Serien-Tipp: »The Handmaid's Tale«

Elisabeth Moss in » The Handsmaid's Tale«

Elisabeth Moss in » The Handsmaid's Tale«

Rot steht für Fruchtbarkeit und Gewalt: Volker Schlöndorff hat Margaret Atwoods dystopischen Roman bereits 1990 als »Die Geschichte der Dienerin« verfilmt. Nun zeigt sich, dass der Stoff sehr viel besser zur Serie taugt

Es ist zum kulturellen Klischee geworden, Filme oder Serien als »aktuell« zu bezeichnen, in denen die Welt, wie wir sie kennen, untergeht, und Zombies, Außerirdische oder schlicht böse Menschen die Herrschaft übernehmen. Auf den ersten Blick passt die Neuverfilmung von Margaret Atwoods dystopischem Roman »The Handmaid's Tale« denn auch wie die sprichwörtliche Faust aufs Auge zum gegenwärtigen politischen Klima.

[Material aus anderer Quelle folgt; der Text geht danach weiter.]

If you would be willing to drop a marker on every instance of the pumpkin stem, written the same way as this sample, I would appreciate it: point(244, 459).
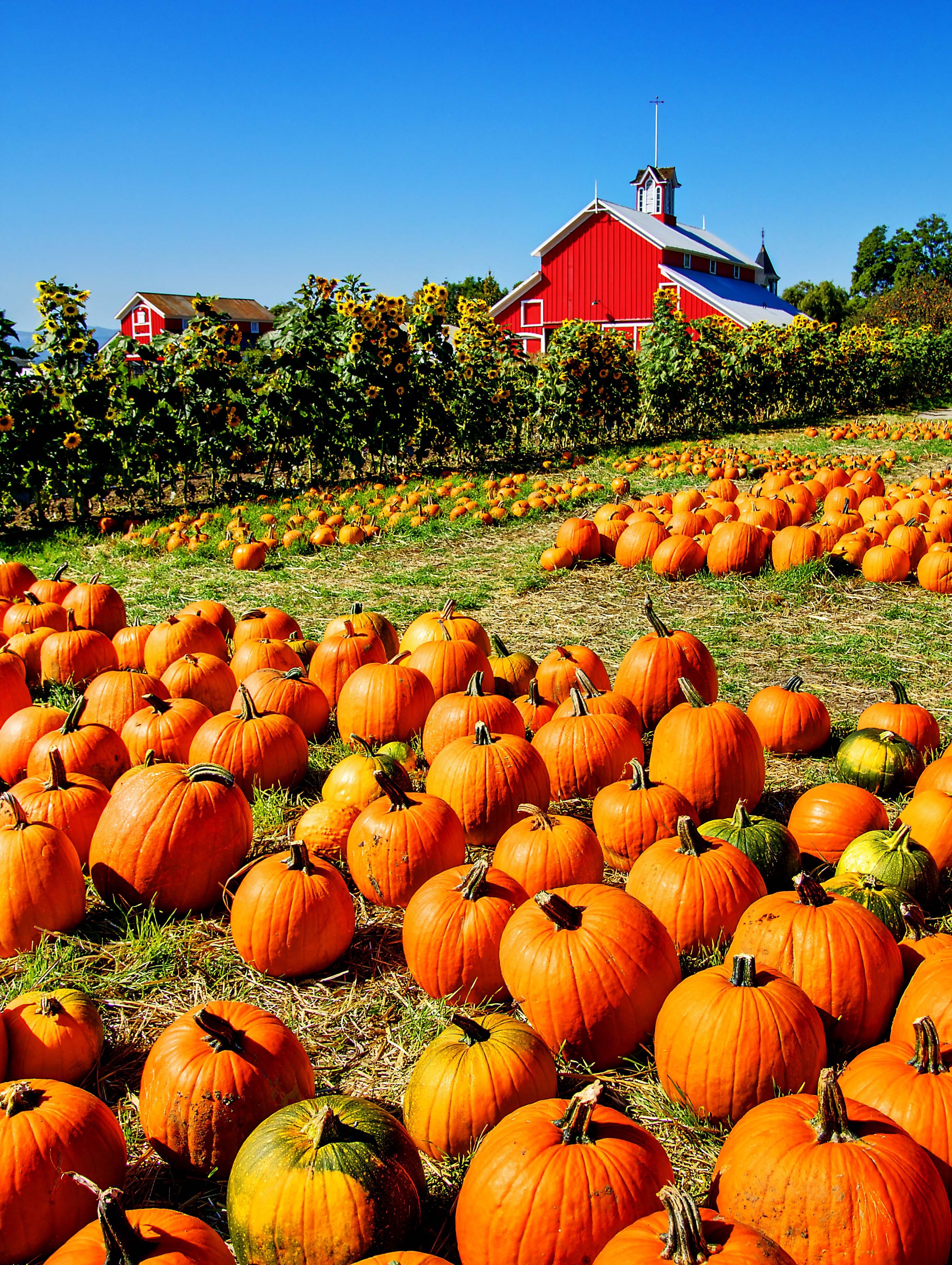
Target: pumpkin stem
point(744, 973)
point(473, 886)
point(472, 1032)
point(684, 1241)
point(576, 1123)
point(831, 1123)
point(474, 690)
point(693, 843)
point(557, 909)
point(218, 1033)
point(928, 1050)
point(810, 891)
point(691, 692)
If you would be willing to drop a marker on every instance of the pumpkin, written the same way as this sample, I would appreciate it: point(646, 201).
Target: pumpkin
point(469, 1078)
point(535, 710)
point(213, 1077)
point(48, 1128)
point(826, 819)
point(770, 847)
point(879, 761)
point(456, 715)
point(172, 835)
point(71, 803)
point(435, 625)
point(158, 1235)
point(452, 931)
point(325, 826)
point(486, 778)
point(400, 842)
point(302, 1158)
point(75, 657)
point(513, 671)
point(386, 701)
point(204, 677)
point(590, 967)
point(711, 753)
point(18, 734)
point(179, 636)
point(734, 1036)
point(686, 1234)
point(266, 622)
point(544, 851)
point(558, 672)
point(788, 720)
point(96, 606)
point(697, 887)
point(114, 696)
point(631, 815)
point(840, 954)
point(652, 670)
point(56, 1035)
point(895, 859)
point(261, 751)
point(785, 1168)
point(293, 915)
point(916, 724)
point(564, 1177)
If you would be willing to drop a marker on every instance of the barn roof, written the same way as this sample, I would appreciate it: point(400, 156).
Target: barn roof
point(181, 305)
point(744, 302)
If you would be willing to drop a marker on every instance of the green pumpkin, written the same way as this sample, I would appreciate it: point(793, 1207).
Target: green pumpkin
point(895, 859)
point(327, 1179)
point(879, 761)
point(884, 902)
point(765, 842)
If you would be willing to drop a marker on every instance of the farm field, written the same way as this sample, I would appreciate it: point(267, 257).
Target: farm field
point(366, 1021)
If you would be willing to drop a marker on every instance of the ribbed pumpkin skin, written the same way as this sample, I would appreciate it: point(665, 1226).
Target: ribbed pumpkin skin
point(697, 899)
point(394, 851)
point(597, 988)
point(879, 1200)
point(385, 703)
point(452, 940)
point(174, 1239)
point(827, 818)
point(199, 1103)
point(724, 1047)
point(56, 1035)
point(529, 1197)
point(461, 1088)
point(293, 915)
point(840, 954)
point(145, 844)
point(348, 1197)
point(643, 1244)
point(485, 785)
point(113, 698)
point(65, 1130)
point(545, 851)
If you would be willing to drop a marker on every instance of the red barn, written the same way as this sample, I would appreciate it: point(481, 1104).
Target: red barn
point(607, 263)
point(149, 314)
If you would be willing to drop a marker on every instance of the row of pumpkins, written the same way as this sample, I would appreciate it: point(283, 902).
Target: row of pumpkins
point(815, 971)
point(887, 533)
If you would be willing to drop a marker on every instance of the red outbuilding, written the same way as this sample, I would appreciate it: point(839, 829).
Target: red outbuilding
point(609, 262)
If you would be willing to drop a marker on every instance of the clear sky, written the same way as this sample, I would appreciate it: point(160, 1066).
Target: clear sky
point(228, 147)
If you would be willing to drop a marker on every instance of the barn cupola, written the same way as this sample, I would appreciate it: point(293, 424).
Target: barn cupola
point(654, 193)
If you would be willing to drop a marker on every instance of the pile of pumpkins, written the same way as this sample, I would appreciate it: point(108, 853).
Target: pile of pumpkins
point(146, 783)
point(886, 532)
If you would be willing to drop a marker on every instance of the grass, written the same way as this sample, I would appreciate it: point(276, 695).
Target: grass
point(366, 1021)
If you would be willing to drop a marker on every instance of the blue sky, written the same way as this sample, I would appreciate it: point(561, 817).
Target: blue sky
point(236, 147)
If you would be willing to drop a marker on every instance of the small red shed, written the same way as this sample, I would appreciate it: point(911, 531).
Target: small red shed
point(607, 263)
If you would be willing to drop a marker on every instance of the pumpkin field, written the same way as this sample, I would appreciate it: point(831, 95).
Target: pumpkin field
point(385, 895)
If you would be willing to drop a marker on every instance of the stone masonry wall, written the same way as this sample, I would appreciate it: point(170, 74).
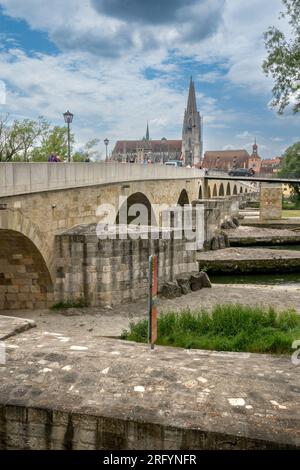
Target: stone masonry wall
point(24, 280)
point(112, 271)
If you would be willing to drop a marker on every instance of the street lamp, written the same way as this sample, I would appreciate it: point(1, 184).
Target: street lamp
point(106, 141)
point(68, 117)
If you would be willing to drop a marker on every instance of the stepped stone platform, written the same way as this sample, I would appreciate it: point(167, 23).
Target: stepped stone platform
point(253, 236)
point(249, 260)
point(10, 326)
point(61, 391)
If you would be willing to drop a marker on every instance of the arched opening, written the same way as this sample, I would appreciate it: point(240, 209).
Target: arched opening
point(145, 215)
point(228, 190)
point(183, 198)
point(25, 280)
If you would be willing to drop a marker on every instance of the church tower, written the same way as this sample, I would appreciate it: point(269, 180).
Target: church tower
point(192, 131)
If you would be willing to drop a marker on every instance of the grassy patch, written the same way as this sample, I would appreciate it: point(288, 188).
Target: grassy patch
point(70, 303)
point(291, 213)
point(226, 328)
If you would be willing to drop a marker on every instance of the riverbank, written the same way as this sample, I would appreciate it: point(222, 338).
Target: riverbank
point(258, 236)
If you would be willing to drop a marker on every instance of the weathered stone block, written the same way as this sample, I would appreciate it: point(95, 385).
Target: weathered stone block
point(170, 290)
point(184, 284)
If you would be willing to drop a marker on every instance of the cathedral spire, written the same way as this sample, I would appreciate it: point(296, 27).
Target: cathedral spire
point(147, 132)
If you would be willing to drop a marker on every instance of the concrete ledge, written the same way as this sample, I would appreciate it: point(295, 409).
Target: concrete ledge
point(249, 236)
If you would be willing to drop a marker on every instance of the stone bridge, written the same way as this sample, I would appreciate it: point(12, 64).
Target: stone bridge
point(40, 202)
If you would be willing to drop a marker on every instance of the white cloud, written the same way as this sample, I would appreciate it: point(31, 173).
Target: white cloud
point(99, 73)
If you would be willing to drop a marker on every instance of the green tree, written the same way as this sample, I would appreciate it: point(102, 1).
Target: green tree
point(283, 60)
point(291, 168)
point(54, 141)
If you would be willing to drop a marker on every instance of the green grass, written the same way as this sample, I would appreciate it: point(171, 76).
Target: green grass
point(291, 213)
point(226, 328)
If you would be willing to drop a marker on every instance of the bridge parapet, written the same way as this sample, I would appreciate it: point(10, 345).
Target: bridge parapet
point(26, 178)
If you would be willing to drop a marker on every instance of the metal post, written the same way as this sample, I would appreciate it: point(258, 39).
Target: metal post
point(153, 271)
point(69, 144)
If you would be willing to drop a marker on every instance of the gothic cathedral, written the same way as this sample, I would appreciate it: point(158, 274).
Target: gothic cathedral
point(192, 131)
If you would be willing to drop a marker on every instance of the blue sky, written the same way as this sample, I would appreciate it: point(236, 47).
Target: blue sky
point(118, 63)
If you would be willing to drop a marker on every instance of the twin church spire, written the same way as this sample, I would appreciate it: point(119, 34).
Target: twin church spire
point(192, 130)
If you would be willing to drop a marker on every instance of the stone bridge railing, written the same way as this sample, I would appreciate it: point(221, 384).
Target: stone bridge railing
point(26, 178)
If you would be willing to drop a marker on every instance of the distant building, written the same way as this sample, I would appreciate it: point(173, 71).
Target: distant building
point(138, 151)
point(226, 159)
point(192, 141)
point(189, 149)
point(230, 159)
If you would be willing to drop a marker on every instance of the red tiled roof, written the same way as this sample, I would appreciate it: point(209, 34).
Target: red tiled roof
point(225, 158)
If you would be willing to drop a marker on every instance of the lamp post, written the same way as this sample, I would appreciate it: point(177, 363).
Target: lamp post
point(68, 117)
point(106, 141)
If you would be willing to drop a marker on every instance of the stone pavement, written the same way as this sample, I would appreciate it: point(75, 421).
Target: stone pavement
point(244, 235)
point(76, 391)
point(97, 322)
point(10, 326)
point(249, 260)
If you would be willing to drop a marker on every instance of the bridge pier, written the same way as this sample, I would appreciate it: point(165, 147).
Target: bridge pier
point(270, 201)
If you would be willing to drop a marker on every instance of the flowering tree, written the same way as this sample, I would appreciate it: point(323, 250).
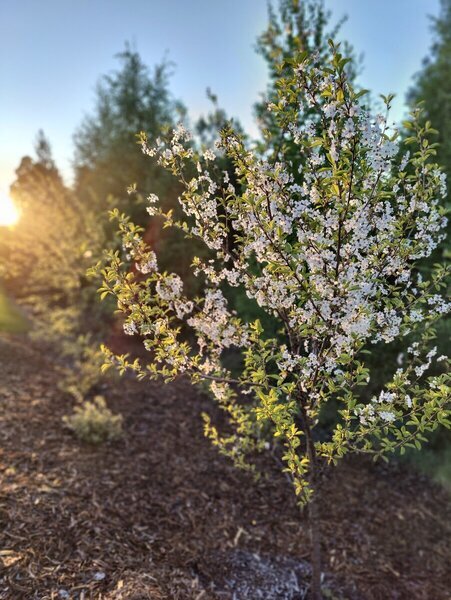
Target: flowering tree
point(331, 257)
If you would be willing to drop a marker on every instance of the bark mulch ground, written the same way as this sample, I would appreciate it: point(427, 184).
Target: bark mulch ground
point(159, 514)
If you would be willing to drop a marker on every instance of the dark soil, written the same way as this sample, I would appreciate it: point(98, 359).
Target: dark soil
point(159, 514)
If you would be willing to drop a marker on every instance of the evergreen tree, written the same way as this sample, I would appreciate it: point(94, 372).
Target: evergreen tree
point(433, 87)
point(107, 157)
point(296, 26)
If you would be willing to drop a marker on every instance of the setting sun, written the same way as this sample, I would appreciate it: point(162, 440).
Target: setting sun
point(9, 213)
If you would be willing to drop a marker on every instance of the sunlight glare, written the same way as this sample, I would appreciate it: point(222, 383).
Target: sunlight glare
point(9, 213)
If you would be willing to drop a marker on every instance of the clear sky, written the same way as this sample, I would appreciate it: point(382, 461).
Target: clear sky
point(52, 52)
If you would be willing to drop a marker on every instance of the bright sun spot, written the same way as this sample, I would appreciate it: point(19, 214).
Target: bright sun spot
point(9, 213)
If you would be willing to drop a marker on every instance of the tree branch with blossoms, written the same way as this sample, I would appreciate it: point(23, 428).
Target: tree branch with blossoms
point(329, 251)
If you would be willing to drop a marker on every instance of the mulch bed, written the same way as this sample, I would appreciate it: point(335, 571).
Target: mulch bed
point(159, 514)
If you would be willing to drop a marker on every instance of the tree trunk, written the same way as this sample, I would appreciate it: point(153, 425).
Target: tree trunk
point(315, 540)
point(313, 513)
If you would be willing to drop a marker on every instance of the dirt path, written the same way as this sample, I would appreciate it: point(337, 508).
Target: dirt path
point(160, 515)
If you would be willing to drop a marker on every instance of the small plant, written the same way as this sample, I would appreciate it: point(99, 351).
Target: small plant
point(94, 422)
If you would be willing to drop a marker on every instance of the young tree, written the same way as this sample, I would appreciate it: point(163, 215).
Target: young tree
point(330, 252)
point(129, 100)
point(45, 258)
point(294, 26)
point(433, 86)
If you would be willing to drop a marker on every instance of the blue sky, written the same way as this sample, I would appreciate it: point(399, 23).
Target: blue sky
point(52, 52)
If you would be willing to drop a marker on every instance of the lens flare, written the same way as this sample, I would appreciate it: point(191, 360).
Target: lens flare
point(9, 213)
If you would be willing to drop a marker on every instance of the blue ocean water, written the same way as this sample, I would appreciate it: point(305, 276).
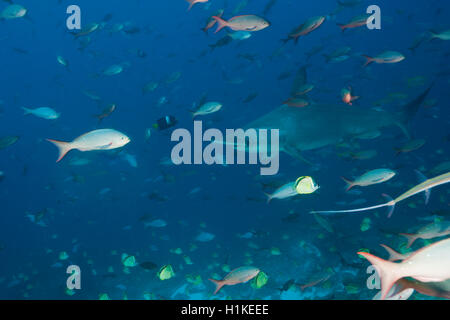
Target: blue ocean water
point(96, 206)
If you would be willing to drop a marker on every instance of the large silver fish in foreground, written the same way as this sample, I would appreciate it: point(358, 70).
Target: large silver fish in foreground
point(320, 125)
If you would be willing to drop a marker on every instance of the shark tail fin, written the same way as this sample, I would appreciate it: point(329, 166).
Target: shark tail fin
point(410, 237)
point(410, 110)
point(350, 184)
point(393, 255)
point(389, 272)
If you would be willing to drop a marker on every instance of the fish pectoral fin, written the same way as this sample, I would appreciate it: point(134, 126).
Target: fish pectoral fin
point(106, 146)
point(294, 152)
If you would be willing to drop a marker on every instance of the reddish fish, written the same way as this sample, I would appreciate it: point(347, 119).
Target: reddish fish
point(429, 264)
point(242, 23)
point(239, 275)
point(347, 96)
point(192, 2)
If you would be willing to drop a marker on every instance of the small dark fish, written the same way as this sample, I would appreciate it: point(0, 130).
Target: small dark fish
point(291, 218)
point(157, 197)
point(7, 141)
point(165, 123)
point(287, 285)
point(284, 75)
point(107, 17)
point(250, 97)
point(221, 42)
point(148, 265)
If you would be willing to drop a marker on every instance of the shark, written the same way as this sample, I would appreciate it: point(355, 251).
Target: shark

Die Furcht vor einem Erstarken der autoritären Regime ist allgegenwärtig. In den USA wurden die Versuche von republikanischer Seite, die erkämpften Rechte in Bezug auf Abtreibung, Verhütungsmittel und Frauengesundheitsvorsorge zurückzuschrauben, als »war on women« gebrandmarkt. Die Kanadierin Atwood hat bereits 1985 in ihrem dystopischen Entwurf, der in einem fiktiven Neu-England der nicht allzufernen Zukunft spielt, das mögliche Ende eines solchen Kriegs beschrieben: Abtreibung und Homosexualität sind verboten; Frauen dürfen keiner Lohnarbeit mehr nachgehen, keine eigene Konten mehr haben und weder lesen noch schreiben. Um ihre »natürliche Bestimmung« herum formt sich eine streng hierarchische Ordnung, die Frauen nach ihrer Nützlichkeit aufteilt: in solche, die noch gebären können, und solche, die »nur« mehr zur Hausarbeit taugen – und natürlich solche, die das Privileg eines hochgestellten Ehemanns haben.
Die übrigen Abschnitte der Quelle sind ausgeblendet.